DeepSeek Is Chinese But Its AI Models Are From Another Planet
OpenAI and the US are in deep trouble
I. Made in China
As my #1 prediction for AI in 2025 I wrote this: “The geopolitical risk discourse (democracy vs authoritarianism) will overshadow the existential risk discourse (humans vs AI).” DeepSeek is the reason why.

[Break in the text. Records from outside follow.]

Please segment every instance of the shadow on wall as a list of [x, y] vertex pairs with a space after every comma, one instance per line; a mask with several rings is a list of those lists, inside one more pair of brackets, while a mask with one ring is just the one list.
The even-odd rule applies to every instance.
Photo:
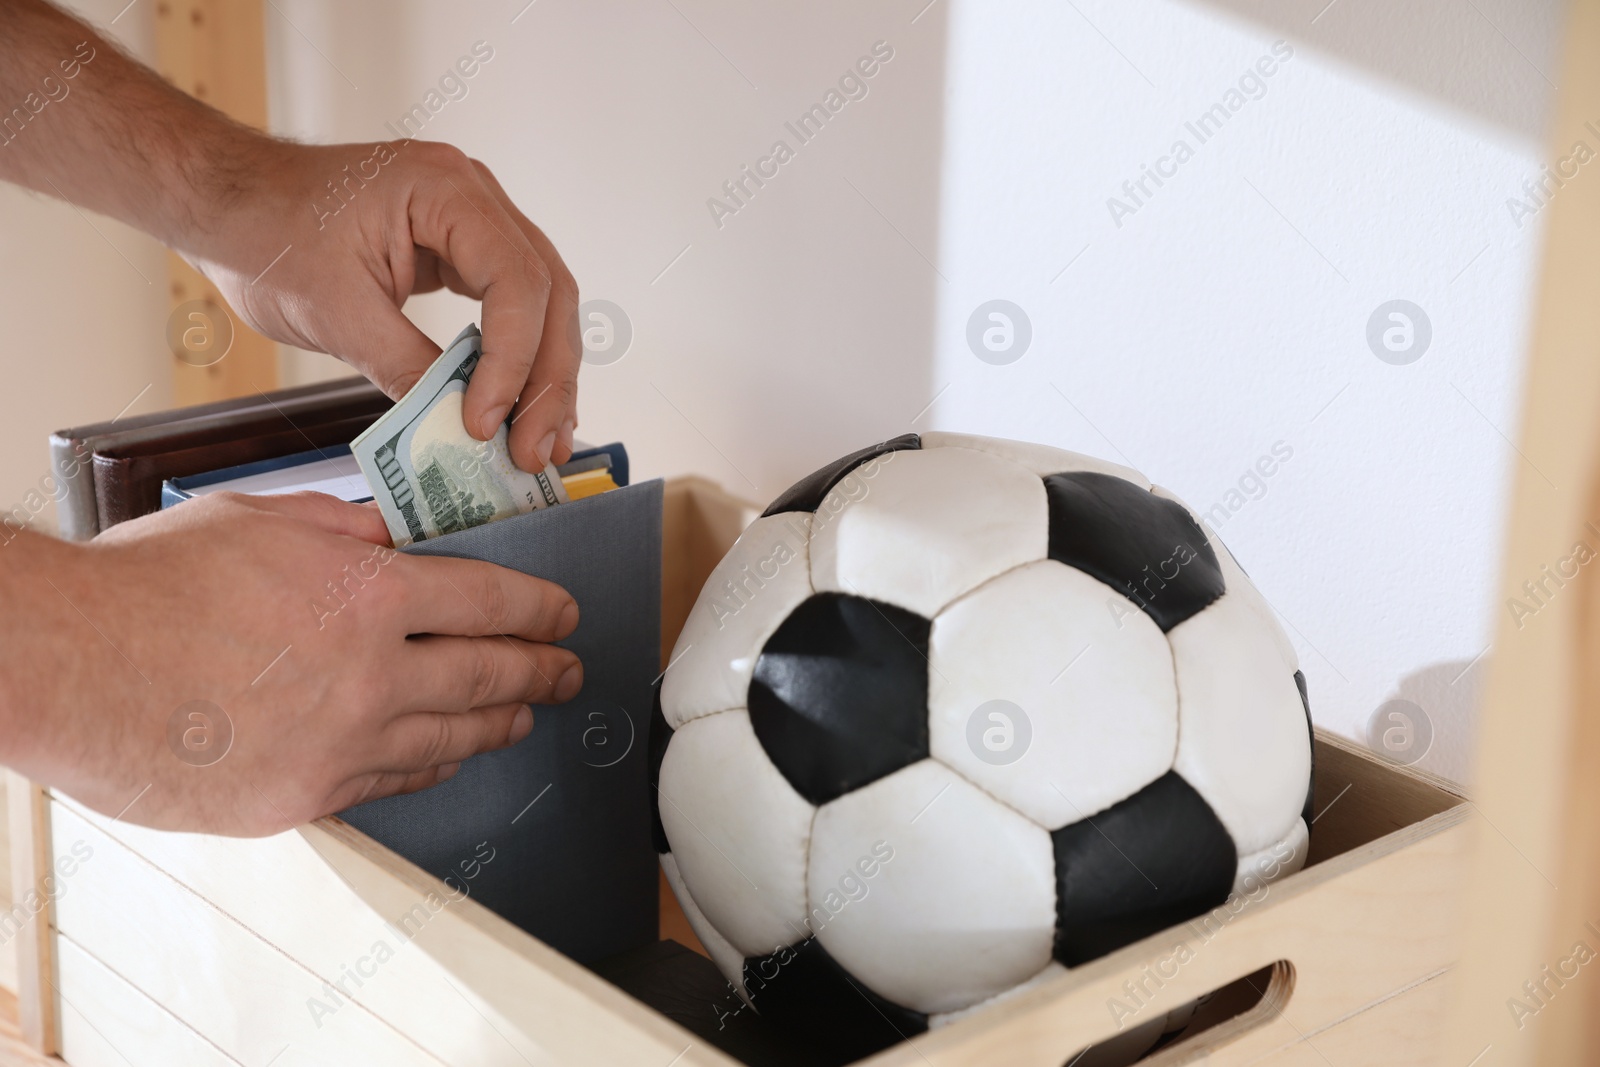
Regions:
[[1367, 744], [1420, 771], [1471, 784], [1478, 706], [1489, 656], [1451, 660], [1413, 671], [1398, 692], [1373, 710]]
[[1565, 5], [1555, 0], [1204, 0], [1541, 147]]

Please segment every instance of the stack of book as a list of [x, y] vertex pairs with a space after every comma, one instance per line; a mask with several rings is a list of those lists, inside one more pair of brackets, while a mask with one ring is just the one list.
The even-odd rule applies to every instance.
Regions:
[[[60, 532], [87, 540], [221, 490], [368, 499], [350, 442], [392, 406], [364, 379], [344, 379], [62, 430], [50, 441]], [[621, 444], [580, 449], [558, 473], [569, 503], [405, 551], [565, 587], [582, 611], [563, 644], [584, 663], [583, 691], [536, 709], [526, 739], [442, 785], [342, 817], [452, 885], [463, 860], [494, 849], [472, 894], [593, 964], [657, 940], [645, 741], [660, 670], [661, 482], [630, 484]]]

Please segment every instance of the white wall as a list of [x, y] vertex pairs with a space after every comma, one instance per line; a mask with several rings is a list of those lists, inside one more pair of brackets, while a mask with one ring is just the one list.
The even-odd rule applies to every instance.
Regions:
[[[1286, 622], [1318, 721], [1363, 736], [1380, 704], [1410, 700], [1436, 735], [1424, 766], [1461, 777], [1537, 264], [1536, 223], [1505, 201], [1544, 154], [1519, 124], [1549, 106], [1533, 64], [1553, 70], [1555, 5], [1503, 5], [1528, 38], [1514, 45], [1470, 5], [1419, 5], [1408, 24], [1346, 0], [1309, 25], [1325, 3], [1287, 29], [1161, 0], [952, 8], [949, 388], [929, 422], [1122, 459], [1201, 511], [1239, 505], [1213, 512], [1217, 531]], [[1320, 46], [1335, 29], [1341, 58]], [[1407, 38], [1424, 71], [1447, 41], [1459, 76], [1389, 80]], [[1202, 143], [1185, 123], [1282, 39], [1292, 58]], [[1358, 41], [1380, 76], [1352, 65]], [[1137, 204], [1122, 183], [1180, 139], [1193, 157]], [[963, 335], [993, 297], [1032, 320], [1009, 366]], [[1396, 298], [1432, 325], [1410, 365], [1367, 343]], [[1287, 462], [1230, 499], [1279, 442]]]
[[[763, 499], [937, 427], [1126, 457], [1205, 510], [1283, 442], [1219, 532], [1287, 620], [1319, 721], [1360, 734], [1404, 696], [1436, 721], [1424, 765], [1463, 774], [1522, 462], [1505, 438], [1539, 220], [1518, 226], [1506, 198], [1545, 156], [1559, 5], [924, 2], [279, 0], [274, 123], [392, 136], [488, 42], [424, 136], [489, 163], [585, 297], [630, 316], [628, 355], [584, 372], [580, 435], [626, 439], [645, 475]], [[146, 24], [137, 7], [122, 23]], [[1107, 198], [1279, 39], [1294, 55], [1264, 95], [1117, 226]], [[878, 40], [894, 58], [868, 96], [719, 228], [707, 199], [793, 145], [784, 122]], [[135, 410], [168, 396], [159, 256], [94, 222], [157, 287], [70, 208], [0, 192], [0, 311], [29, 398], [0, 427], [8, 499], [43, 473], [48, 429], [151, 380]], [[1034, 332], [1005, 366], [965, 340], [994, 298]], [[1366, 342], [1395, 298], [1433, 329], [1407, 366]], [[438, 340], [474, 317], [451, 296], [412, 310]]]
[[[154, 53], [153, 9], [136, 7], [109, 25], [125, 3], [84, 0], [74, 7], [148, 60]], [[48, 122], [55, 109], [81, 103], [69, 92], [35, 121]], [[50, 431], [124, 410], [171, 406], [166, 284], [165, 253], [155, 241], [0, 183], [0, 324], [6, 347], [0, 373], [7, 401], [0, 418], [0, 509], [22, 508], [12, 514], [31, 515], [38, 528], [54, 529], [53, 501], [39, 510], [51, 489]]]

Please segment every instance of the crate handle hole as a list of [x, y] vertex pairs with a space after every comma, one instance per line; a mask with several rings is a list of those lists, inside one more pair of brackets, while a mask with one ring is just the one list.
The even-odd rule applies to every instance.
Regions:
[[1265, 1026], [1294, 991], [1294, 965], [1269, 963], [1115, 1037], [1080, 1049], [1062, 1067], [1178, 1067]]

I’ve covered news about DeepSeek ten times since December 4, 2023, in this newsletter. But I’d bet you a free yearly subscription that you didn’t notice the name as something worth watching. It was just another unknown AI startup. Making more mediocre models. Surely not “at the level of OpenAI or Google” as I wrote a month ago. “At least not yet,” I added, confident. Turns out I was delusional. Or bad at assessing the determination of these people. Or perhaps I was right back then and they’re damn quick.
Whatever the case, DeepSeek, the silent startup, will now be known. Not because it’s Chinese—that too—but because the models they’re building are outstanding. And because they’re open source. And because they’re cheap. Damn cheap.
Yesterday, January 20, 2025, they announced and released DeepSeek-R1, their first reasoning model (from now on R1; try it here, use the “deepthink” option). R1 is akin to OpenAI o1, which was released on December 5, 2024. We’re talking about a one-month delay—a brief window, intriguingly, between leading closed labs and the open-source community. A brief window, critically, between the United States and China.
From my prediction, you may think I saw this coming. Well, I didn’t see it coming this soon. Wasn’t OpenAI half a year ahead of the rest of the US AI labs? And more than one year ahead of Chinese companies like Alibaba or Tencent?
Others saw it coming better. In a Washington Post opinion piece published in July 2024, OpenAI CEO, Sam Altman argued that a “democratic vision for AI must prevail over an authoritarian one.” And warned, “The United States currently has a lead in AI development, but continued leadership is far from guaranteed.” And reminded us that “the People’s Republic of China has said that it aims to become the global leader in AI by 2030.” Yet I bet even he’s surprised by DeepSeek.
It is rather ironic that OpenAI still keeps its frontier research behind closed doors—even from US peers so the authoritarian excuse no longer works—whereas DeepSeek has given the entire world access to R1. There are too many readings here to untangle this apparent contradiction and I know too little about Chinese foreign policy to comment on them. So I will just highlight three questions I consider relevant before getting into R1, the AI model, which is the part I can safely write about:
Does China aim to overtake the United States in the race toward AGI, or are they moving at the necessary pace to capitalize on American companies’ slipstream?
Is DeepSeek open-sourcing its models to collaborate with the international AI ecosystem or is it a means to attract attention to their prowess before closing down (either for business or geopolitical reasons)?
How did they build a model so good, so quickly and so cheaply; do they know something American AI labs are missing?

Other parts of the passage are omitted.